— Что ты здесь забыла? — голос срывается на холод. Я смотрю на неё, неверяще, будто передо мной — не человек, а карикатура, ожившая для того, чтобы вызывать отвращение.
Наглая. Самодовольная. Как она вообще посмела сюда прийти?
Чем дольше я на неё смотрю, тем яснее понимаю, как много в ней того, чего я раньше не замечала. Или не хотела замечать. Глаза словно открылись. Как много в ней того, что я ненавижу в людях.
Искусственная. Токсичная. Из тех, кто улыбается, пока вонзает нож в живот.
Она унижается, и даже не замечает этого. Опускается ниже плинтуса с такой лёгкостью, будто всю жизнь там жила.
Пляшет на моих костях. Целенаправленно. Точно, методично, пытается задеть меня как можно больнее. И ведь не из-за Даши пришла. Нет. Ей плевать. Ей нужно было прийти для себя. Чтобы лишний раз показать, что может. Что смеет.
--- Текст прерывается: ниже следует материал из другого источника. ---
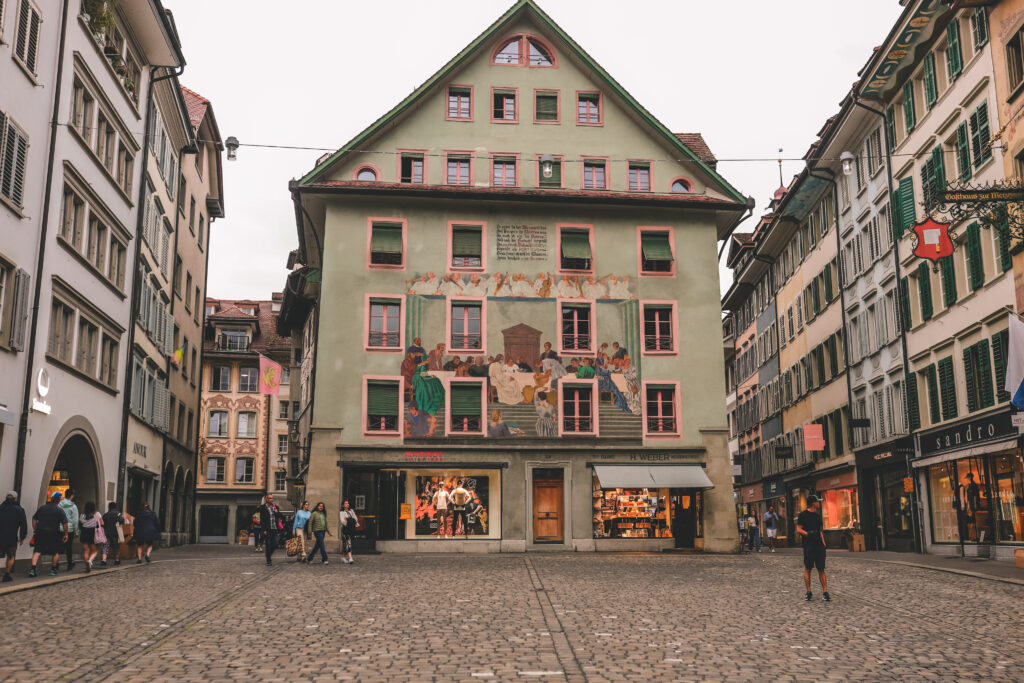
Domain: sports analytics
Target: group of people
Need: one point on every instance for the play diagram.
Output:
(57, 521)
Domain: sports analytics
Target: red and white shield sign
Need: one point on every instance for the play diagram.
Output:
(933, 241)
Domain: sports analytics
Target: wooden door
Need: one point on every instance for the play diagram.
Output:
(548, 508)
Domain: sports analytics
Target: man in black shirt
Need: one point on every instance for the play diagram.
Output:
(809, 528)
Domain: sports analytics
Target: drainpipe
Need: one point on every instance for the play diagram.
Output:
(23, 427)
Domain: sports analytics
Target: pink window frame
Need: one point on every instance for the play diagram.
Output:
(397, 167)
(586, 352)
(483, 245)
(583, 173)
(452, 118)
(558, 245)
(404, 240)
(472, 167)
(676, 403)
(558, 107)
(400, 300)
(674, 325)
(565, 383)
(600, 108)
(650, 174)
(491, 103)
(558, 158)
(672, 245)
(483, 406)
(449, 305)
(523, 53)
(518, 167)
(401, 407)
(367, 167)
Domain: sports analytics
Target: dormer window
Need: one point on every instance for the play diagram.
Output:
(524, 50)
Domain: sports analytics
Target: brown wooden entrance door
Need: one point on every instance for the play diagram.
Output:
(548, 506)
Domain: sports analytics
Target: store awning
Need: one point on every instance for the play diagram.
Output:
(652, 476)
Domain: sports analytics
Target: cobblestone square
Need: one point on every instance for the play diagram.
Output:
(219, 613)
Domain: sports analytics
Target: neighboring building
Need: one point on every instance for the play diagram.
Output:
(499, 216)
(237, 461)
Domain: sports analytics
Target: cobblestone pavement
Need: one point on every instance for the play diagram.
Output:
(221, 614)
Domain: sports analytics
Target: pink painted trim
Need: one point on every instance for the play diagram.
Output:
(491, 102)
(397, 167)
(676, 407)
(672, 245)
(523, 50)
(404, 242)
(569, 381)
(558, 107)
(607, 172)
(400, 299)
(483, 245)
(472, 167)
(367, 167)
(600, 108)
(471, 102)
(452, 350)
(483, 406)
(650, 174)
(537, 168)
(401, 408)
(689, 183)
(674, 326)
(587, 352)
(518, 167)
(558, 245)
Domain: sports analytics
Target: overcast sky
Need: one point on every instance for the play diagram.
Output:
(751, 76)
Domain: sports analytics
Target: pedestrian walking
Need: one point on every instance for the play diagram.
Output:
(71, 512)
(49, 526)
(299, 528)
(269, 524)
(13, 529)
(317, 523)
(91, 525)
(113, 529)
(770, 520)
(347, 521)
(809, 526)
(146, 531)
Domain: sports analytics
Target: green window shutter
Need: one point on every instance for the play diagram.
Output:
(931, 88)
(909, 116)
(466, 399)
(954, 58)
(964, 151)
(975, 264)
(466, 242)
(999, 342)
(655, 246)
(386, 240)
(947, 386)
(972, 386)
(911, 401)
(576, 244)
(948, 281)
(933, 394)
(382, 398)
(925, 289)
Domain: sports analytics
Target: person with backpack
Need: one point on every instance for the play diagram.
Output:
(348, 520)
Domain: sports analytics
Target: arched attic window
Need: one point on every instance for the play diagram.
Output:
(523, 50)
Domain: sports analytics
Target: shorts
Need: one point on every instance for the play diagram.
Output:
(814, 556)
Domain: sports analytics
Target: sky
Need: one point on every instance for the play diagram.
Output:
(752, 76)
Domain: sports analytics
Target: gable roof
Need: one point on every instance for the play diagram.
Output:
(530, 7)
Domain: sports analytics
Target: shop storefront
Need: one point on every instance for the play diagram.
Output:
(974, 475)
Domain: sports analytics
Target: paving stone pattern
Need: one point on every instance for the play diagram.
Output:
(543, 616)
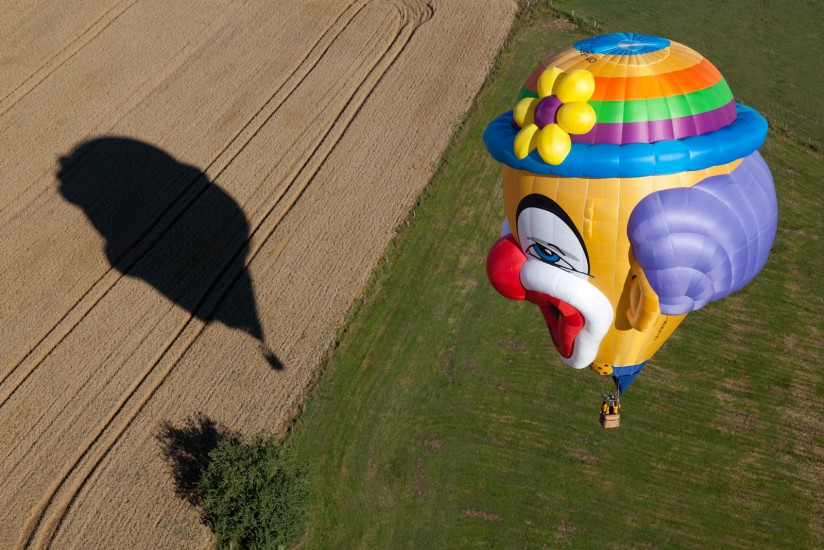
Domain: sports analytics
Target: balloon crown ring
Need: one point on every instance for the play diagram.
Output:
(560, 109)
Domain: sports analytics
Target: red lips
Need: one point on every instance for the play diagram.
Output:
(503, 267)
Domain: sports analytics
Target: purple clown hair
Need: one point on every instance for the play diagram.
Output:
(699, 244)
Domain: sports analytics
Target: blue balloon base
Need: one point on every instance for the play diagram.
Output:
(623, 376)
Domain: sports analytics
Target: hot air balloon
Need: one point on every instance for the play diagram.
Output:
(634, 194)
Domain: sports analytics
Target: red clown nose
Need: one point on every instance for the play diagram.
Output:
(503, 267)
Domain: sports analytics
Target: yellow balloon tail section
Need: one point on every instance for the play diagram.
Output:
(600, 210)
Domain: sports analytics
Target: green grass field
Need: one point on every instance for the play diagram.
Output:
(444, 418)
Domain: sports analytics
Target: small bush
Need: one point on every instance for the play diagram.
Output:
(253, 495)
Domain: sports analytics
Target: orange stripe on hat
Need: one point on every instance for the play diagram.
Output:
(692, 79)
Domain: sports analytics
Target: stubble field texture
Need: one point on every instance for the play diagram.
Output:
(445, 418)
(194, 193)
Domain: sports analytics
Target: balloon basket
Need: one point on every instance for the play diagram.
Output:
(611, 420)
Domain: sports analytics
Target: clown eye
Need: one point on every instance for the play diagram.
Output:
(543, 253)
(548, 255)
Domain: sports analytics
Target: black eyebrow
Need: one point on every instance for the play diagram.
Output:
(553, 245)
(543, 202)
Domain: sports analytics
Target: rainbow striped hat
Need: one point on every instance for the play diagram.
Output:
(624, 105)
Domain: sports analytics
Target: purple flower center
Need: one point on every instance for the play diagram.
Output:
(546, 109)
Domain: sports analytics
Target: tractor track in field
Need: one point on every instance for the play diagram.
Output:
(115, 350)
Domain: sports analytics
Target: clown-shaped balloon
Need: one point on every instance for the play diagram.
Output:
(634, 193)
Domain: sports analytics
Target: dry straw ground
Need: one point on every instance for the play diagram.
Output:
(193, 195)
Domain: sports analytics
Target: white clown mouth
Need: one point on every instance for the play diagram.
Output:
(578, 315)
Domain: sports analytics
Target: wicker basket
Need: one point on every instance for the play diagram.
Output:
(610, 420)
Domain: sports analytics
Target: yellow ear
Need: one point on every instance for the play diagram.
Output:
(524, 112)
(576, 86)
(644, 308)
(553, 144)
(576, 117)
(526, 140)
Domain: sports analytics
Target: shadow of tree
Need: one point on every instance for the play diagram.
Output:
(186, 450)
(167, 224)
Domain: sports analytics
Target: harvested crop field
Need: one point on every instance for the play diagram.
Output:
(193, 195)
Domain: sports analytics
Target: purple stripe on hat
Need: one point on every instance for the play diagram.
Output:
(620, 133)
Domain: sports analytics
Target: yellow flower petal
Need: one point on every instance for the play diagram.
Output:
(576, 117)
(547, 80)
(553, 144)
(576, 86)
(524, 113)
(526, 141)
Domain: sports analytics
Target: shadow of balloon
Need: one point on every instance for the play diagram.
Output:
(165, 223)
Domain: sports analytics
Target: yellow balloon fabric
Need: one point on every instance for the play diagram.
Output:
(547, 81)
(576, 86)
(600, 210)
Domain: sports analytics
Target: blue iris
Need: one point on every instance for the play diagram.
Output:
(545, 254)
Наглая дрянь.
— Навестить Дашулю, — тянет она с этой своей мерзкой полуулыбкой, в которой больше яда, чем слов. От одной только интонации начинает подташнивать. Холодок по спине.
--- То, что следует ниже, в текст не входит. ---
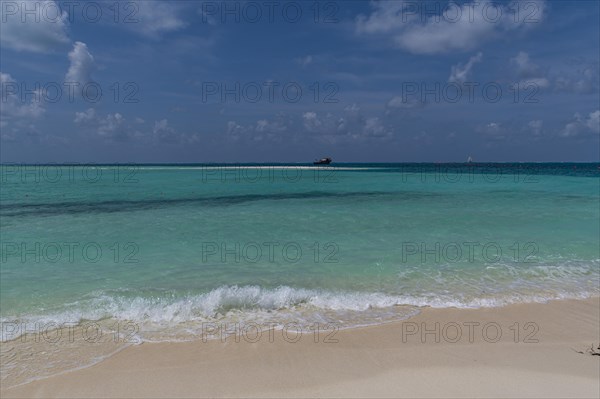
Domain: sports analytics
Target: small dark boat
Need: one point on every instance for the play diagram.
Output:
(322, 161)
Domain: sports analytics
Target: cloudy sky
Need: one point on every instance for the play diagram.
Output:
(157, 81)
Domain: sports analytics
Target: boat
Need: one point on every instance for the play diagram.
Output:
(322, 161)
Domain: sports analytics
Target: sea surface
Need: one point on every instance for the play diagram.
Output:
(159, 251)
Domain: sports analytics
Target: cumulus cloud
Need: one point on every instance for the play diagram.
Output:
(400, 103)
(461, 73)
(492, 131)
(454, 28)
(112, 127)
(82, 64)
(536, 127)
(581, 126)
(528, 72)
(304, 61)
(155, 18)
(327, 127)
(16, 110)
(43, 30)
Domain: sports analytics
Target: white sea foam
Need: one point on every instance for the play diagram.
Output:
(170, 316)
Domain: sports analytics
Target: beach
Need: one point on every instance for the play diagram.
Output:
(389, 360)
(377, 280)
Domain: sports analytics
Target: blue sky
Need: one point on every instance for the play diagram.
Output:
(258, 82)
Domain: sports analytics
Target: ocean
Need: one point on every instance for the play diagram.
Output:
(169, 248)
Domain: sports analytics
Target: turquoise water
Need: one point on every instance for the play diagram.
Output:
(171, 247)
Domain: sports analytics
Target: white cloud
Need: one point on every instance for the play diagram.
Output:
(42, 31)
(82, 64)
(14, 109)
(113, 127)
(529, 73)
(582, 126)
(86, 116)
(536, 127)
(461, 73)
(492, 131)
(455, 28)
(157, 17)
(304, 61)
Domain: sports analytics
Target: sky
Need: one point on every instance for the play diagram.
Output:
(291, 81)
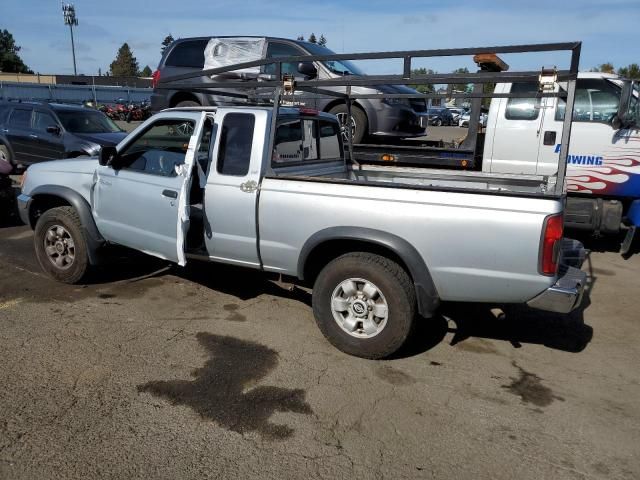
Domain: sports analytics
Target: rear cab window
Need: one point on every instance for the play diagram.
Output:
(523, 108)
(306, 140)
(187, 54)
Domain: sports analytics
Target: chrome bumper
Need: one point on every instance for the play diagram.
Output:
(566, 294)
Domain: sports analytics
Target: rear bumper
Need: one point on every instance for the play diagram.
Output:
(566, 293)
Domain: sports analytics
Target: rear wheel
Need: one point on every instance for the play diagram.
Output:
(358, 122)
(60, 245)
(364, 304)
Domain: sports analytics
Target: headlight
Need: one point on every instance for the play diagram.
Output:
(396, 101)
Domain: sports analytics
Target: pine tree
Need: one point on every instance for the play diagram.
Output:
(10, 61)
(632, 71)
(168, 40)
(125, 64)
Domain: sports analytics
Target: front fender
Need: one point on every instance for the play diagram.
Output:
(94, 239)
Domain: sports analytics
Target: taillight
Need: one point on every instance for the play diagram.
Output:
(155, 79)
(551, 236)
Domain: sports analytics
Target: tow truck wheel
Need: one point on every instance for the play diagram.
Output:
(60, 245)
(364, 304)
(358, 122)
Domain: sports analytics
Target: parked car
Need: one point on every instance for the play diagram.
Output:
(375, 117)
(463, 121)
(32, 132)
(440, 116)
(378, 245)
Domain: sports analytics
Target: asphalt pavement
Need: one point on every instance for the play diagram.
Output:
(153, 371)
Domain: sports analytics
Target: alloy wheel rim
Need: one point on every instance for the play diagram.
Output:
(359, 308)
(59, 247)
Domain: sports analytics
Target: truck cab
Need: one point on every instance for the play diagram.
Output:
(603, 164)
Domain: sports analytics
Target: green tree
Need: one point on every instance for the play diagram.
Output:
(631, 71)
(168, 40)
(423, 88)
(125, 64)
(10, 61)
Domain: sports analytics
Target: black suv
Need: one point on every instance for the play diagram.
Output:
(388, 117)
(32, 132)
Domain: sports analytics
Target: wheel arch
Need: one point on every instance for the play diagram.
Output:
(330, 243)
(46, 197)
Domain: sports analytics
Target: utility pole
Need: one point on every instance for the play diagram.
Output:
(69, 12)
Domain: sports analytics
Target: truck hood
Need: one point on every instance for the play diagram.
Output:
(71, 165)
(103, 139)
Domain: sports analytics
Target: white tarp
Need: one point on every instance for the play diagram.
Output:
(221, 52)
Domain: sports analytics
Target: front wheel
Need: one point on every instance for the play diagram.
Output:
(358, 122)
(60, 245)
(364, 304)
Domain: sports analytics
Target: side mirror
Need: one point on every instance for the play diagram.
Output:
(53, 129)
(108, 157)
(308, 69)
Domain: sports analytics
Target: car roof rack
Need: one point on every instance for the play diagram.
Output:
(491, 70)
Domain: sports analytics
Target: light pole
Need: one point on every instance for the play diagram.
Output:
(69, 12)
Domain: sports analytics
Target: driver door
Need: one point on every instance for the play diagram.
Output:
(143, 203)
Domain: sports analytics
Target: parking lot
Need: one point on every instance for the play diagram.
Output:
(215, 372)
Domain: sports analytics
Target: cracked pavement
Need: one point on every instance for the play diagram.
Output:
(151, 371)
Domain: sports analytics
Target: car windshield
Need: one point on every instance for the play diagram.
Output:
(87, 122)
(342, 67)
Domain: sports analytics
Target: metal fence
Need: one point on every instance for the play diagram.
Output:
(72, 93)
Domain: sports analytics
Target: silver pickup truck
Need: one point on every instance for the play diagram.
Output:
(379, 245)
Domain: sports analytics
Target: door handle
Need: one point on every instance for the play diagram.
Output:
(248, 187)
(170, 193)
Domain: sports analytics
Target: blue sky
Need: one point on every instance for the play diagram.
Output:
(609, 29)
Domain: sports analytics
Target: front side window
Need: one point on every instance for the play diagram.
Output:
(596, 100)
(236, 137)
(523, 108)
(188, 54)
(87, 122)
(21, 118)
(43, 120)
(275, 50)
(160, 148)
Я хочу размазать её по стенке. До пятен. До пустоты. Чтобы и следа от неё не осталось ни в этом коридоре, ни в моей памяти. Устала. Устала от её гнилого присутствия, от тени, которую она бросает на мою жизнь.
Почему некоторые женщины не умеют себя вести достойно? Почему срываются в бездну, словно в этом есть смысл? Почему с гордостью несут свои пороки, будто это — медаль?
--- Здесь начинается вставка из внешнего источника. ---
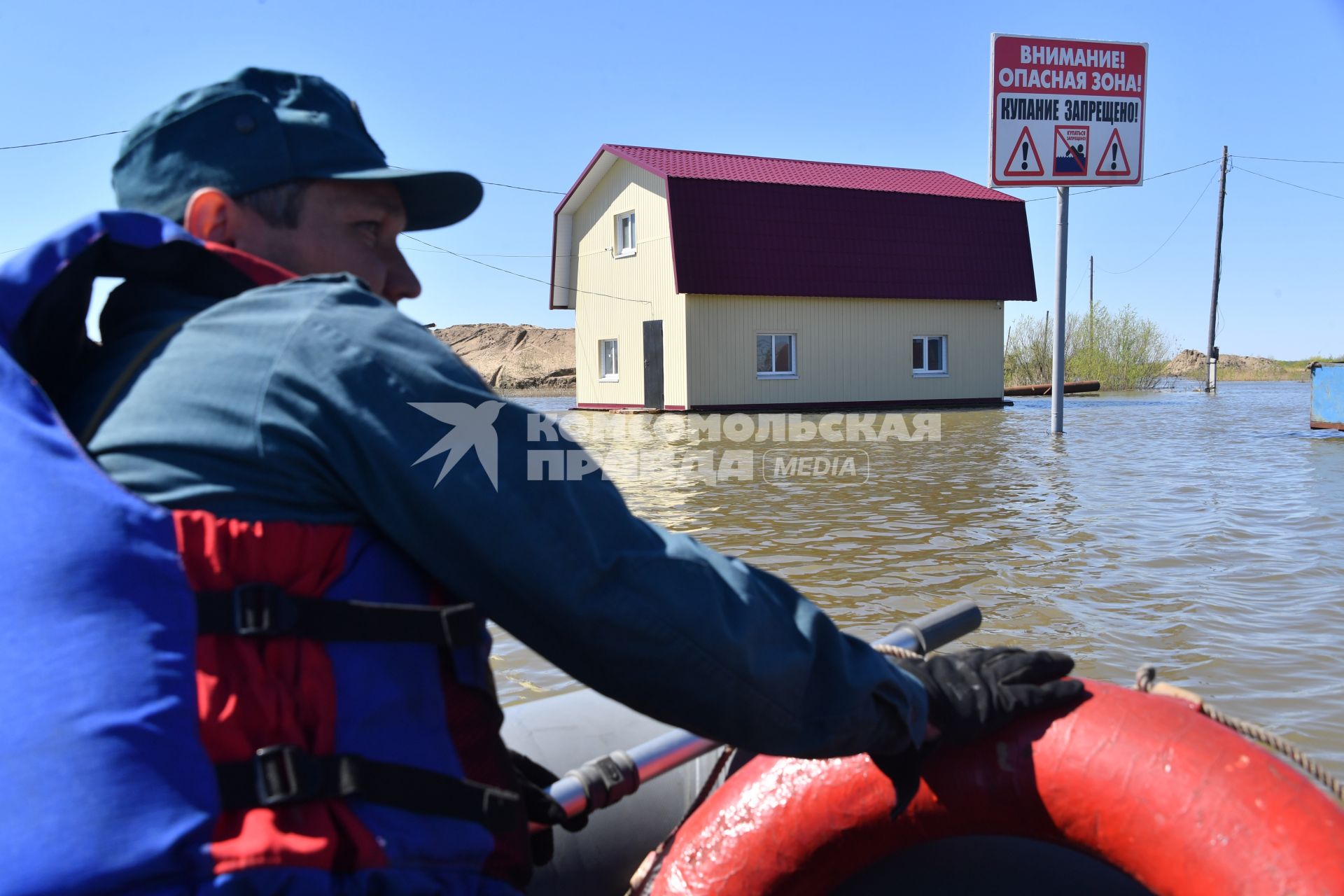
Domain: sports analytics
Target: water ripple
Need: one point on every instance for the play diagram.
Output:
(1202, 533)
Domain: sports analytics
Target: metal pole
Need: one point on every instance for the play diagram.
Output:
(667, 751)
(1211, 384)
(1057, 384)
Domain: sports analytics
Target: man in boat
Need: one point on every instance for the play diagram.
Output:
(319, 448)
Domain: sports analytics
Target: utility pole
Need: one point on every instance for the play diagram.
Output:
(1057, 381)
(1218, 261)
(1089, 301)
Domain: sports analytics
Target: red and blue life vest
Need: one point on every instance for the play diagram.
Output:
(200, 704)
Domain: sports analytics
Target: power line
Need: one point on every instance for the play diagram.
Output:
(1199, 164)
(536, 280)
(67, 140)
(531, 190)
(1304, 162)
(1288, 184)
(1170, 235)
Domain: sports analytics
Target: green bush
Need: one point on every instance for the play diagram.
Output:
(1121, 349)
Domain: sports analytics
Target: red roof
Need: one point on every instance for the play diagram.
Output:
(752, 226)
(708, 166)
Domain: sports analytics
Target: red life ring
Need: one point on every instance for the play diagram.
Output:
(1147, 783)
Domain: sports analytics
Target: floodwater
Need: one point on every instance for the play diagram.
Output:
(1203, 533)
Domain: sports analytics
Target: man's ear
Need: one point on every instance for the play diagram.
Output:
(213, 216)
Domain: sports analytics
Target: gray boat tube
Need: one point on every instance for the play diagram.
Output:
(570, 729)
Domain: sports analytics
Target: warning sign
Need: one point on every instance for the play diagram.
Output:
(1025, 162)
(1072, 150)
(1050, 93)
(1113, 163)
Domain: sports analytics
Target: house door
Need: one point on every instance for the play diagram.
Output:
(652, 363)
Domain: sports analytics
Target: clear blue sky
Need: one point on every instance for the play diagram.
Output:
(524, 93)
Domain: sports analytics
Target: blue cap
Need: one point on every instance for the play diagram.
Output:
(262, 128)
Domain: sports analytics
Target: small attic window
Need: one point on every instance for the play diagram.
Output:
(625, 234)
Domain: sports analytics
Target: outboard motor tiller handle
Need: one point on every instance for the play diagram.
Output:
(604, 780)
И разве они правда думают, что мужчины восхищаются этим? Что кому-то это может быть по нраву? Жалкое зрелище.
— Выйди, — голос Саши как удар стекла о бетон. Он подрывается с места, в два шага оказывается рядом с ней. — Быстро выйди отсюда. Тебя здесь не ждали.
Он разрывается между гневом и омерзением, и я вижу это по его лицу. Его уже трясёт. И всё это копилось — не за минуту, не за день.
А потом он резко оборачивается на Карину:
— А с тобой будет серьёзный разговор. Я устал от этих игр.
Именно так — устал. Его голос глухой, но в нём застывшее напряжение, граничащее с последним пределом.
— Я пришла убедиться, что ты вновь трахаешь свою бывшую женушку, — говорит она, резко, громко, как плевок. Её слова разлетаются по комнате, как грязные ошмётки.
У Дашки округляются глаза. Я вижу, как она вся сжимается — от пошлости, от мерзости, от ужаса. Как будто ей кто-то в лицо плеснул ледяной водой.
Воздух становится густым, как перед бурей. И кажется, даже стены в палате не выдержат.
Я хочу ударить её. Так, как никогда никого не била в жизни. Не просто оставить след на щеке — я хочу схватить её за волосы и впечатать лицом в стену, чтобы она почувствовала всё то, что сейчас чувствую я.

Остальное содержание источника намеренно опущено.